I was able to reproduce this by hitting a particular URL multiple times in a row (doesn’t matter which one). So it looks like a firewall on GitHub/Azure side of things starts blocking connections for a short period of time to this URL.

We will see if we can do something about this.

1 Like

Hi folks, we really appreciate the report here. This one was tricky! We ultimately tracked this down to GitHub Actions re-using source ports in their TCP connection to Fly.io, which triggered SYN cookie mitigation on our end. We’re currently adjusting our connection handling to account for this quite unexpected behavior. Initial tests show that this is working. Please allow us a few more minutes to confirm and deploy the changes.

2 Likes

Just to follow up.
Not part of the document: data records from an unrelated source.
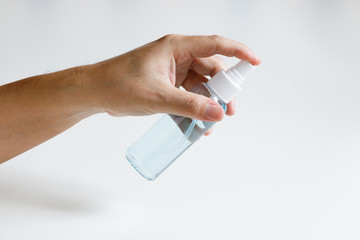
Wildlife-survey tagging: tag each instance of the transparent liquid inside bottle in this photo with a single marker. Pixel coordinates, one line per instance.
(167, 139)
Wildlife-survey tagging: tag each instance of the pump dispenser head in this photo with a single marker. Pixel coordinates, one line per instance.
(226, 84)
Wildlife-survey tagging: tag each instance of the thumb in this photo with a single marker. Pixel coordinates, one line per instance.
(188, 104)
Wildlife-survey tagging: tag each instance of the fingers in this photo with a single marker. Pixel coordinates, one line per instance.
(206, 46)
(193, 79)
(230, 110)
(183, 103)
(208, 66)
(203, 66)
(209, 132)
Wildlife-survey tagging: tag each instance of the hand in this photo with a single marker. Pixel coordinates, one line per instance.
(147, 80)
(140, 82)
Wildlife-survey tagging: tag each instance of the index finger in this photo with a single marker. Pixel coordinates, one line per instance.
(206, 46)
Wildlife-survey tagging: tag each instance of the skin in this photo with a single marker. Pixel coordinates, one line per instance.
(143, 81)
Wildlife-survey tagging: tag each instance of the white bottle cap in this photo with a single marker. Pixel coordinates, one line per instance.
(226, 84)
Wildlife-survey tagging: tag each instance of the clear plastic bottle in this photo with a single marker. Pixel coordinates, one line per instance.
(171, 135)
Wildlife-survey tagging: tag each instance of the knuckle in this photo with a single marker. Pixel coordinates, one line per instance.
(215, 37)
(169, 37)
(192, 106)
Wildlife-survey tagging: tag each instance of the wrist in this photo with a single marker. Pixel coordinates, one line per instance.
(85, 91)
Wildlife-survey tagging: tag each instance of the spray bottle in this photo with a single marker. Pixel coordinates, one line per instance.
(171, 135)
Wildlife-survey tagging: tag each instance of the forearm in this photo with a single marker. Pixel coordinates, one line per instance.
(38, 108)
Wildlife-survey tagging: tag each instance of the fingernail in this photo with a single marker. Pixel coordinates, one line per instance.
(213, 112)
(257, 57)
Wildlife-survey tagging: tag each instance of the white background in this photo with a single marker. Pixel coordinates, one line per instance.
(286, 166)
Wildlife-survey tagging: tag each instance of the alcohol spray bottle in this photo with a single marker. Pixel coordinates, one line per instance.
(171, 135)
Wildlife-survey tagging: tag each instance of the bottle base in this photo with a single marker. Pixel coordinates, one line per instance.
(138, 168)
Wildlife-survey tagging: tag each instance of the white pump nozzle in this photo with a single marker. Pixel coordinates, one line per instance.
(226, 84)
(244, 68)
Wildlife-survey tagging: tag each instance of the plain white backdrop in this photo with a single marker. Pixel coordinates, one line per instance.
(286, 166)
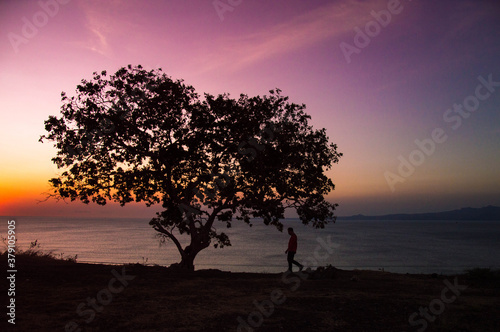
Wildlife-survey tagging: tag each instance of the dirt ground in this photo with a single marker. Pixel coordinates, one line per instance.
(53, 295)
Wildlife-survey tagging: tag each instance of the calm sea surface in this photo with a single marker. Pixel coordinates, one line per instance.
(397, 246)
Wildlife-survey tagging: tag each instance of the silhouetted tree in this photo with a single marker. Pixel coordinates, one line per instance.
(139, 136)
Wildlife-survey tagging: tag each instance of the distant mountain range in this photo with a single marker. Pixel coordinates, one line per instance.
(485, 213)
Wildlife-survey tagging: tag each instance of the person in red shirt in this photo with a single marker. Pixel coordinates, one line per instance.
(292, 249)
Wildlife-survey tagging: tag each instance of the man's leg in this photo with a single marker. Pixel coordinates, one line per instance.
(290, 260)
(298, 264)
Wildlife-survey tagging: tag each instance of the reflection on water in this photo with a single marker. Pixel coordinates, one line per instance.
(396, 246)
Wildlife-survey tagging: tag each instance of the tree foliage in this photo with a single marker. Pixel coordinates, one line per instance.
(138, 135)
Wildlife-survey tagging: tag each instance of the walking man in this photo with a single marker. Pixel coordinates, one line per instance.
(292, 249)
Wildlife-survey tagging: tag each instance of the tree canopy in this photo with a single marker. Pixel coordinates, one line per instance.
(140, 136)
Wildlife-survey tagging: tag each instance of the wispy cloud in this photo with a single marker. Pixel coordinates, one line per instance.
(325, 22)
(103, 24)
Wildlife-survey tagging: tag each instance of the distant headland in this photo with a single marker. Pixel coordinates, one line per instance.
(485, 213)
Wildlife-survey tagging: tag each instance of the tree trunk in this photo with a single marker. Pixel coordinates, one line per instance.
(199, 241)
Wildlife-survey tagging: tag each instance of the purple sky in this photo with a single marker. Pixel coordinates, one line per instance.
(378, 75)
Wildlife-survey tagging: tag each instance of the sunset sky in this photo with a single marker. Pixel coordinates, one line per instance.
(409, 90)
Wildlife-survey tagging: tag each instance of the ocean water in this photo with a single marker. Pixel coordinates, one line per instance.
(443, 247)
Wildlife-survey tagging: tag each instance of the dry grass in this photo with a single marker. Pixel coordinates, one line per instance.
(49, 291)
The changes we made to better handle GH Actions’ NAT implementation have been deployed. Please let us know if you run into any more snags!

1 Like

Thanks @jssjr and @pavel for your help and patience; that’s great news. Sounds like one of those issues rather are pretty frustating to uncover, but satisfiying when you do. :slightly_smiling_face:

I’ve just triggered a deploy:

and it failed to set up flyctl:

Run superfly/flyctl-actions/setup-flyctl@1.5
Error: Request timeout: /app/flyctl_releases/linux/amd64/latest

But a rerun saw it succeed and deploy successfully.

I’ll treat that as unrelated network weirdness. :smiley:

1 Like

Hmm, may have spoken too soon. After a few successful builds,

has just failed on:

Run flyctl auth docker
Error: failed authenticating with registry.fly.io: Error response from daemon: Get "https://registry.fly.io/v2/": net/http: TLS handshake timeout

Error: Process completed with exit code 1.

Edit: I retried the job, and it worked.

We’ve just had an alert from Grafana Cloud that it’s had the same problem when querying our Prometheus:

[sse.dataQueryError] failed to execute query [A]: Post "https://api.fly.io/prometheus/prereview/api/v1/query": net/http: TLS handshake timeout

This topic was automatically closed 7 days after the last reply. New replies are no longer allowed.